“Quando a casa ficou pronta, Dom Anselmo decidiu que fosse inteiramente pintada de verde. (…). De casa em casa, de salão em salão, as beatas cochichavam, as senhoras olhavam para seus maridos com desconfiança, os vizinhos trocavam sorrisos maliciosos e, um domingo, na missa do meio-dia, o Padre García afirmou do púlpito: ‘Prepara-se uma agressão contra a moral desta cidade'”. A Casa Verde, Mario Vargas Llosa.
A Casa Verde é um labirinto. Senti-me embriagada, sonhando, em transe.
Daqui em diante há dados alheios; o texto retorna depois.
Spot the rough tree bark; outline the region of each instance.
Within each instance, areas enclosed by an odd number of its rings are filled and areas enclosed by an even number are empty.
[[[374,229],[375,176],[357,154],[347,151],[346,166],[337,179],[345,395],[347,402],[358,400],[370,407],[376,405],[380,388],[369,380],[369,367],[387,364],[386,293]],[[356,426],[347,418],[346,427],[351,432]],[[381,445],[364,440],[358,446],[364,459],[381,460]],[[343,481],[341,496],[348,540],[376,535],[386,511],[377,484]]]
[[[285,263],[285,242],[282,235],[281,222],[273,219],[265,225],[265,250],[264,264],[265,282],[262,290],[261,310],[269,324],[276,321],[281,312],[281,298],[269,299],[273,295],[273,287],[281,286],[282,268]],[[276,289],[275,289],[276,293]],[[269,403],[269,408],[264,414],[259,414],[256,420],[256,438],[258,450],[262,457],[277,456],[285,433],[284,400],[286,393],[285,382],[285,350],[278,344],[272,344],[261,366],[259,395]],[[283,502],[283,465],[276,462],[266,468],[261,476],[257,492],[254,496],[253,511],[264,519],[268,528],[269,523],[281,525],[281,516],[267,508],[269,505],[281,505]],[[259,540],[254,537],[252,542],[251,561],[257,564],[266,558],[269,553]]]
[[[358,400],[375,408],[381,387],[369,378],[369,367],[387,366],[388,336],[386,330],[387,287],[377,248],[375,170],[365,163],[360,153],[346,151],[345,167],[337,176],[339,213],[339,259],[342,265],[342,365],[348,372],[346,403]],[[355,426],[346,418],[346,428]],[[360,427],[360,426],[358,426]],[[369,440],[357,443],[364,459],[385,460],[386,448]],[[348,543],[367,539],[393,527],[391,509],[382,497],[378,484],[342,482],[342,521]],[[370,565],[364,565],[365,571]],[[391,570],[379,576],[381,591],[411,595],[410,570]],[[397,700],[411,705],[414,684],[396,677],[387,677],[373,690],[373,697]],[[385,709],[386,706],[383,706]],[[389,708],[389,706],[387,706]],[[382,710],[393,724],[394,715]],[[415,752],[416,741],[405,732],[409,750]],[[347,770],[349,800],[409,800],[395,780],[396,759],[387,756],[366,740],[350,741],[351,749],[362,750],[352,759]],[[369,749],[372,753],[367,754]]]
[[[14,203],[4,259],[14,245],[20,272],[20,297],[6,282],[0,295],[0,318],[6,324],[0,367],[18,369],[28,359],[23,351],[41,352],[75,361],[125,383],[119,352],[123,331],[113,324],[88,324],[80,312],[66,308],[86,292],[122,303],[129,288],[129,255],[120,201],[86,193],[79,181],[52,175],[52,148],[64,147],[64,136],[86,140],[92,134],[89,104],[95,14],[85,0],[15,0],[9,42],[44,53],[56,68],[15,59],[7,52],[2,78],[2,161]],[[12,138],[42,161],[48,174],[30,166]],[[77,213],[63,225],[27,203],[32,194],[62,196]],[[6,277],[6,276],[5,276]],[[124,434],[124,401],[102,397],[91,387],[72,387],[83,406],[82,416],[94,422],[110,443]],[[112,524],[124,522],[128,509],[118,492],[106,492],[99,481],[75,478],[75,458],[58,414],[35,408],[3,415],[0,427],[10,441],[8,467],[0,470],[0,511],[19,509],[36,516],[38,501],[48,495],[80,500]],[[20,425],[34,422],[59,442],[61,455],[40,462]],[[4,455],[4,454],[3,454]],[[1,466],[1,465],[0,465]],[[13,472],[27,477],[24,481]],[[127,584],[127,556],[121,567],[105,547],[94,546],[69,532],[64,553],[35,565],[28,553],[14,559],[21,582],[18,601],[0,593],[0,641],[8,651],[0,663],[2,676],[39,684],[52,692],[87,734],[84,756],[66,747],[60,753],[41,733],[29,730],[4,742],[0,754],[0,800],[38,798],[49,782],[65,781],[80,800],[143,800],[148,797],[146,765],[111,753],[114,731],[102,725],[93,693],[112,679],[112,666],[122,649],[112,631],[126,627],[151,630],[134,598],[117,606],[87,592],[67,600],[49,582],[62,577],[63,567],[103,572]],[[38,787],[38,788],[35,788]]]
Perdida no entrelaçamento do tempo. Presente e passado na mesma página. Os fatos não em linha evolutiva, mas aos saltos. Deslumbrada com tantas histórias e personagens nas quase 400 páginas.
Peru, anos quarenta do século passado, durante a segunda guerra mundial. O caucho, árvore que produz um látex, é procurado como fonte de riqueza em plena selva amazônica. Uma luta constante entre cristãos e os chamados “selvagens”, tribos dos aguarunas e huambisas. Mario Vargas Llosa entrecruza dois relatos “ambientados em lugares muito diferentes do Peru: Piura, no extremo norte, cercada por grandes areais, e Santa Maria de Nieva, um pequeno povoado na região amazônica. Como ele mesmo diz (…), ‘Piura é o deserto, a cor amarela, o algodão, o Peru espanhol, a ‘civilização’. Santa Maria de Nieva é a selva, a exuberância vegetal, a cor verde, tribos que ainda não entraram na história, instituições e costumes que parecem sobrevivências medievais'” (p. 408).
O capítulo inicial é descrito com tanta destreza, o narrador tão preso aos fatos, que a gente demora para perceber a violência. Madres e guardas adentrando a selva para roubar meninas dos ditos “selvagens”. As cristãs, numa selvageria, as arrancam de sua tribo para levá-las ao convento num ato de “salvação”: “Madre Angélica distribui os presentes que os aguarunas recebem sem dar mostras de entusiasmo, mas logo, quando as madres e os guardas começam a comer pedacinhos de peixe (…), os dois homens, sem olhar, abrem as bolsas, acariciam espelhinhos e colares, repartem as contas coloridas (…)” (p. 13).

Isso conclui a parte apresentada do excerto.